I spent day after day, hour upon hour, utterly consumed,
obsessed, and tormented by a sugar and food obsession.
Sugar was my complete ruination.
Before the Berkeley era, I had abstained from bingeing
for seven months while attending Overeaters Anonymous
meetings. After relocating to California I fell off the
wagon once again and gained fifty pounds in three
months. Clinical depression accompanied the bingeing as
I approached a non-functional existence. I went to a
psychiatrist and was diagnosed with a mood disorder but
refused medication. I awoke one morning and groggily
opened my change purse only to find one penny. That was
a most memorable morning! It was welfare or a psych
hospital. I chose welfare and could barely get myself to
the office. Along with the welfare came food stamps…a
month’s worth binged away in three days. I had been
accepted into an addiction treatment program but got
cold feet at the last minute.
Luckily I could sing well and also played guitar. I
phoned a café and got hired but the money was binged
away immediately. If I was lucky enough to stop eating I
would start chewing. Transformed into a sorbitol junkie,
I chewed 20 to 30 packs of sugarless gum per day
…chewing gum wrappers strewn all over my room …
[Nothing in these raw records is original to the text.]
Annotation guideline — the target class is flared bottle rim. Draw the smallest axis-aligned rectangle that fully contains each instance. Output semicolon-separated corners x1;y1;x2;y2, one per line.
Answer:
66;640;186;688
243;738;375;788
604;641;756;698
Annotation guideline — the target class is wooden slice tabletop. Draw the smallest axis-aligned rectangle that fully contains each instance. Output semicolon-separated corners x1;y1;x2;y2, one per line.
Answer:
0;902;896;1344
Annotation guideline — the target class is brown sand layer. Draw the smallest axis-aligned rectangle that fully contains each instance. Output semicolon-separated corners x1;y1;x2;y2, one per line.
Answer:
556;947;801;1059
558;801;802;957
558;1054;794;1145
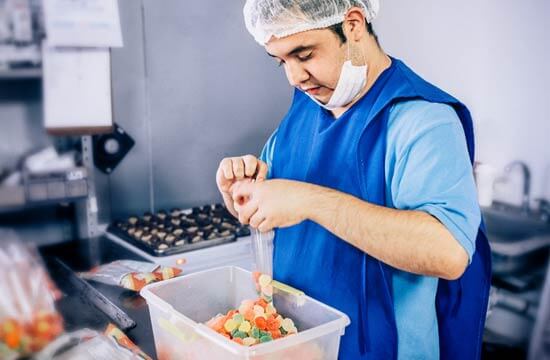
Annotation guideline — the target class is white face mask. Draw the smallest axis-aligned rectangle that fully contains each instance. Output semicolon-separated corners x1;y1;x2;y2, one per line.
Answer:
306;45;367;110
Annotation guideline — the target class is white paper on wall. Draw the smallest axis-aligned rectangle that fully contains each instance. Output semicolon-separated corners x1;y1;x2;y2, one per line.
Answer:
43;44;112;133
44;0;122;47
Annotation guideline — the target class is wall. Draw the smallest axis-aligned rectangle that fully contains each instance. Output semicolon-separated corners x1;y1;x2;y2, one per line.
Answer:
375;0;550;202
106;0;292;217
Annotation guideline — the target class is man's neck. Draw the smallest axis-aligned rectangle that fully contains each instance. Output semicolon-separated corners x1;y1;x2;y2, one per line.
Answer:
331;44;391;119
incessant bouts of daily diarrhea. Berkeley was the
place I walked aimlessly, every day trying to make the
most out of a quarter.
In 1980 I
desperately searched the Bay Guardian, a small San
Francisco newspaper, longing for an answer to my living
Hell. I saw an advertisement for meditation and phoned
the teacher immediately. When he answered the phone I
asked, “Do you have peace of mind?” He said “yes” in a
way that was truly genuine. I made an appointment and
was on his doorstep the next day. As he opened the door
I could sense a true peacefulness about him.
I had met lots of
people in my life that smiled a lot, were energetic,
charismatic, vivacious and friendly. But I had never met
anyone with what I considered to be true peace of mind.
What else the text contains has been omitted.